The whole and its parts

The whole & its parts

Changing choices

In his book “a promised land” Barack Obama also relates a story of opening up a shop with as little choice as possible. The idea was something like opening a shop only selling medium-sized white t-shirts.

A Japanese bookstore in Tokyo has a similar strategy. Yoshiyuki Morioka decided to only stock one book to be sold at a time while changing the book every week.

Both ideas feed into the desire to ease choices.

It is a consequence of the challenges people experience with the growing complexity of the choices they are confronted with. With rituals, traditions, and guiding principles like religions slowly falling away and with a global impact linked to most actions we entertain, it has become rare to have choices that are not complex.

There is the yogurt bought in the shop next door. As local as some of its ingredients can be, they often will have traveled numerous miles until the finished product finds itself on the shelf next door. How can one then solve the riddle of climate-neutral food? There is way too much information to be gathered until a decision can be made. Too much for one person to manage in their daily life. This is especially on the recipient end, where-to the call for action is made.

What is making these choices even more complicated, is the assumption that they can be solved satisfyingly.

This isn’t the case.

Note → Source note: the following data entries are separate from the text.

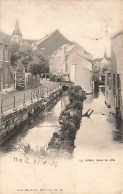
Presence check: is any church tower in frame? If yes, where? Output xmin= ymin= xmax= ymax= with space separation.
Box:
xmin=11 ymin=20 xmax=22 ymax=43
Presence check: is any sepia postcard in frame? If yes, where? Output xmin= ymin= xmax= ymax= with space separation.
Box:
xmin=0 ymin=0 xmax=123 ymax=194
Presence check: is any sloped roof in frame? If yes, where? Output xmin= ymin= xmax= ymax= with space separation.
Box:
xmin=22 ymin=39 xmax=37 ymax=44
xmin=111 ymin=31 xmax=123 ymax=39
xmin=34 ymin=30 xmax=70 ymax=46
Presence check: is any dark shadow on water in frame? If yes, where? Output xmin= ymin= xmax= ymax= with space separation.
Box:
xmin=113 ymin=119 xmax=123 ymax=143
xmin=0 ymin=99 xmax=61 ymax=153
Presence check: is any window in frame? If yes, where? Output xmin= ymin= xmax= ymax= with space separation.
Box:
xmin=5 ymin=68 xmax=9 ymax=87
xmin=65 ymin=63 xmax=68 ymax=73
xmin=0 ymin=43 xmax=3 ymax=60
xmin=113 ymin=74 xmax=115 ymax=95
xmin=5 ymin=45 xmax=8 ymax=61
xmin=117 ymin=74 xmax=121 ymax=88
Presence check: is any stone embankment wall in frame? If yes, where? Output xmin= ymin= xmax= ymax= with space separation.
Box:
xmin=0 ymin=89 xmax=61 ymax=144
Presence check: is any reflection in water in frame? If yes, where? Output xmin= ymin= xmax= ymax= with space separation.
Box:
xmin=1 ymin=87 xmax=123 ymax=158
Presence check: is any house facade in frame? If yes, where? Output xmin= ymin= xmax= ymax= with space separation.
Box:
xmin=92 ymin=48 xmax=111 ymax=84
xmin=111 ymin=32 xmax=123 ymax=119
xmin=49 ymin=44 xmax=82 ymax=75
xmin=68 ymin=48 xmax=93 ymax=93
xmin=32 ymin=30 xmax=71 ymax=58
xmin=0 ymin=32 xmax=13 ymax=92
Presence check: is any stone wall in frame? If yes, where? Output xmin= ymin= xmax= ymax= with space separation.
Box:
xmin=0 ymin=90 xmax=61 ymax=144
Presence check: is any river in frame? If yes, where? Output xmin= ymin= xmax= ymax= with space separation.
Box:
xmin=0 ymin=87 xmax=123 ymax=194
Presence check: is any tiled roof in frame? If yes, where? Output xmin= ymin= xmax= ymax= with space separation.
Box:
xmin=111 ymin=31 xmax=123 ymax=39
xmin=22 ymin=39 xmax=37 ymax=44
xmin=32 ymin=30 xmax=59 ymax=45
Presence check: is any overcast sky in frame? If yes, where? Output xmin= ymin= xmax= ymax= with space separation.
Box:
xmin=0 ymin=0 xmax=123 ymax=58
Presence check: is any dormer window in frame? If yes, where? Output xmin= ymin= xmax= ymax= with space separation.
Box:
xmin=0 ymin=43 xmax=3 ymax=60
xmin=5 ymin=45 xmax=8 ymax=61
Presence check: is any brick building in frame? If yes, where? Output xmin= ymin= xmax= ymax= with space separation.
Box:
xmin=111 ymin=32 xmax=123 ymax=119
xmin=0 ymin=32 xmax=13 ymax=92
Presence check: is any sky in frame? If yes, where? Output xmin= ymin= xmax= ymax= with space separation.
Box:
xmin=0 ymin=0 xmax=123 ymax=58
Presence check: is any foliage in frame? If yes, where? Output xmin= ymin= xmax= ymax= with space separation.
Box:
xmin=73 ymin=101 xmax=83 ymax=110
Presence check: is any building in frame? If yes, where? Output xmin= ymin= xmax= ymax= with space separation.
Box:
xmin=49 ymin=44 xmax=82 ymax=75
xmin=11 ymin=20 xmax=22 ymax=43
xmin=49 ymin=43 xmax=82 ymax=75
xmin=32 ymin=30 xmax=71 ymax=58
xmin=92 ymin=48 xmax=111 ymax=84
xmin=68 ymin=48 xmax=93 ymax=93
xmin=111 ymin=31 xmax=123 ymax=119
xmin=11 ymin=20 xmax=37 ymax=45
xmin=49 ymin=43 xmax=93 ymax=93
xmin=0 ymin=32 xmax=13 ymax=92
xmin=105 ymin=71 xmax=111 ymax=108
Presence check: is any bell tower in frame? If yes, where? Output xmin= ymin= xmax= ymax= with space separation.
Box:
xmin=11 ymin=20 xmax=22 ymax=43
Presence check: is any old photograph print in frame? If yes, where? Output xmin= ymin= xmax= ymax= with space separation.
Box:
xmin=0 ymin=0 xmax=123 ymax=194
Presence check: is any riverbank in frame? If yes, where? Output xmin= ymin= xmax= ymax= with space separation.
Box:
xmin=0 ymin=89 xmax=61 ymax=144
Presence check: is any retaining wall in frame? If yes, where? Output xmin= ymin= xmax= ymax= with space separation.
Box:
xmin=0 ymin=90 xmax=61 ymax=144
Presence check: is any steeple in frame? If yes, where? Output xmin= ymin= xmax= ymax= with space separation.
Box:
xmin=104 ymin=47 xmax=107 ymax=59
xmin=11 ymin=19 xmax=22 ymax=43
xmin=103 ymin=46 xmax=110 ymax=60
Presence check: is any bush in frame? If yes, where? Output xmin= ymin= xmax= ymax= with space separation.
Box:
xmin=73 ymin=101 xmax=83 ymax=110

The decisions we are making will rarely be nice and easy to live with.

In many cases, the problem people are confronted with raises competing issues by addressing a variety of areas. Taking the yogurt for example. It will raise environmental issues linked to logistics, it will raise governance concerns linked to the distributed production and it will trigger questions about individual ethics. Each area inviting different solutions.

We’ve entered the realm of paradoxes. As the Cambridge online dictionary defines it, “it is a situation or statement that seems impossible or is difficult to understand because it contains two opposite facts or characteristics.”

It’s a situation in which there is no single choice. It is a system within which there is a need to manage the opposing factors. Our ability to do so will be based on our knowledge of self. There are our own views and values we need to be clear about. And there is the way we treat others and respond to them.

Dealing with paradoxes thus requires us, that is leaders, to have a sound understanding of ourselves and of how we seek to belong and relate to society.